HLB: I've always been interested in that question of what it feels like to be another person. And to me, fiction and writing comes the closest to being able to answer that in a meaningful way or in a way that is understandable to me. I love Elizabeth Strout, I'm obsessed with Elizabeth Strout. I thought the TV adaptation of Olive Kitteridge was amazing too. But reading that book was a window into a life I would never have access to otherwise. So I think it's curiosity or voyeurism - just tell me what it feels like to be alive.
PDR: I think I'm drawn to it in a similar way. Though in creating stuff slightly different. I really love a line in one of your poems. I think of it often while writing. ‘The only reason for poetry is to have a meadow in which to burn yourself alive in.’
HLB: I can't remember which poem that's from. Wait, I think that's “Speech Time”.
PDR: Yeah, that's the one. But I think that's how I sort of find my own writing or any kind of artistic impulse, which is it's sort of like me attempting to reach some kind of animating force, finding something that can combust, which is ultimately about being alive.
HLB: Yeah, I was talking to someone about this the other night. I know plenty of socially adept people who are also wonderful writers. But that feels alien to me. I feel part of wanting to write is the psychological impulse to communicate with other people and not really being able to do that in the way I want. So you have to kind of construct this elaborate facade in which to do it, with hyper precision and intentionality. I think some of it is like having something to say, but not being able to think of what it is until three days after the conversation is over.

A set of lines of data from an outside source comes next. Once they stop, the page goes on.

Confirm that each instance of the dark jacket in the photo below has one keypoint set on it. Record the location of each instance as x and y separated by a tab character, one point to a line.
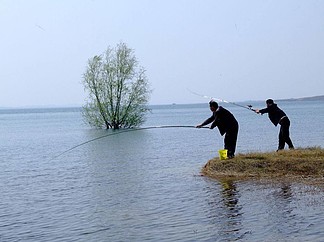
275	114
223	119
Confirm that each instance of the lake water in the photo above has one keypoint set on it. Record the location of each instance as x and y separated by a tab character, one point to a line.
146	185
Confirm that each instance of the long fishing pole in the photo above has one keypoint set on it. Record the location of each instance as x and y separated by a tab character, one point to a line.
249	107
123	131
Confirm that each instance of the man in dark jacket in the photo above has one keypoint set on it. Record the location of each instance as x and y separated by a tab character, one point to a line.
226	123
277	116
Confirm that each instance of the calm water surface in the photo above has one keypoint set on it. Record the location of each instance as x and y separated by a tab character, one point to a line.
146	185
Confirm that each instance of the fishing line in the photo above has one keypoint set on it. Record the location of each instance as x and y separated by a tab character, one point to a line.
123	131
249	107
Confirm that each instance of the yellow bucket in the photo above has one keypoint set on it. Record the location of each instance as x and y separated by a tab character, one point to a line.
222	154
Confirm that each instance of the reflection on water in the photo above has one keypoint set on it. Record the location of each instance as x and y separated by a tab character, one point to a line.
231	226
143	186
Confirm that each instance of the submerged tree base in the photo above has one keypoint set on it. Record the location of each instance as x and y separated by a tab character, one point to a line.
299	163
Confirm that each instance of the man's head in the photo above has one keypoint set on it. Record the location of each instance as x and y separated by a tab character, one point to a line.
269	102
213	105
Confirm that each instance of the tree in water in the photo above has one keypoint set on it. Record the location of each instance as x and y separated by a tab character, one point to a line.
118	90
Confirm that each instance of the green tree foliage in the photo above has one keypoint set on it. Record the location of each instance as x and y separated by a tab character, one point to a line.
118	89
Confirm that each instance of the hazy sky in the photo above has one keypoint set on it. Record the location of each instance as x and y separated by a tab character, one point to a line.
234	50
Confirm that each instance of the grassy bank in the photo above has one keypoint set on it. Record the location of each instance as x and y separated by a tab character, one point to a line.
298	163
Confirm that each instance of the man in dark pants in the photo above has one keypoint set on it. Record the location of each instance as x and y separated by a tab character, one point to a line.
277	116
226	123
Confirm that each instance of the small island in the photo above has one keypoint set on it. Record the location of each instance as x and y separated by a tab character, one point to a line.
302	164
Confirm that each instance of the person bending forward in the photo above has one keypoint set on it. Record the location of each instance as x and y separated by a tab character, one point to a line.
226	123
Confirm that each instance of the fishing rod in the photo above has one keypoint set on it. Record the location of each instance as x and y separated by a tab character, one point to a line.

PDR: Yeah and trying to figure things out or process them in a way that's not as linear as like solving a problem or a riddle, but trying to understand or make sense of life. I mean you can never actually solve it but there's something in the attempt.

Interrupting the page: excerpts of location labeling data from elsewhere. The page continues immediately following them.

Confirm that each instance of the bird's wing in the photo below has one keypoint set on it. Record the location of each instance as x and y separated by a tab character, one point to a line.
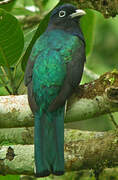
73	77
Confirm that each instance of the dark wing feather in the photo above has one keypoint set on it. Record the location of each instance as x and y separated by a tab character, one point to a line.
72	79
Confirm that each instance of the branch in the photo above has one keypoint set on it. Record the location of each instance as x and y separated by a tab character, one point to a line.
89	100
6	2
83	150
109	8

HLB: The other thing is I've moved away from confessional writing. When I was writing that first book I was in the right place in my life to write the confessional poetry book, but the older I get the less interested I am in my own problems, hang-ups, issues, anxieties. I find myself moving further away from consciously addressing those in fiction. I watched Step Brothers again the other night, which has got to be one of my favourite movies of all time and I was like, I want to dedicate my life to making something as dumb and funny as Step Brothers.
PDR: I’m getting bored of myself too, dealing with myself and my own ego. I think a lot about entertainment as well, which is that, you know, I do think it is a thing where I want my work to be funny or engaging or somehow, you know, have a higher register, which is still enjoyable and fun. Reaching towards Step Brothers doesn't seem to me a stupid way of doing that.
HLB: I always have these two modes of reading. If I'm in crisis or going through something, I want to read something that speaks to that moment. It's almost the same impulse as reading relationship advice columns on reddit. Pulling more stuff into the feedback loop. But I'm also increasingly drawn to escapism. Obviously many of the best works of art straddle both worlds but I’m still trying to find my place on the spectrum.
PDR: So what’s next?
HLB: I’m working on a couple of different genre fiction things, which I have no idea how to write, and may or may not ever finish. I don’t like to talk too much about works in progress, because it always gives me a premature dopamine rush and makes me lazy about completing things. But don’t worry, it’s not autofiction or a nuanced and sensitive collection of personal essays. I’ll probably return to poetry one day, when I’ve changed enough as a person to not feel like I’m doing an empty parody of my first collection. Until then, I’m thoroughly enjoying not knowing what the hell I’m doing. It’s the only way to write.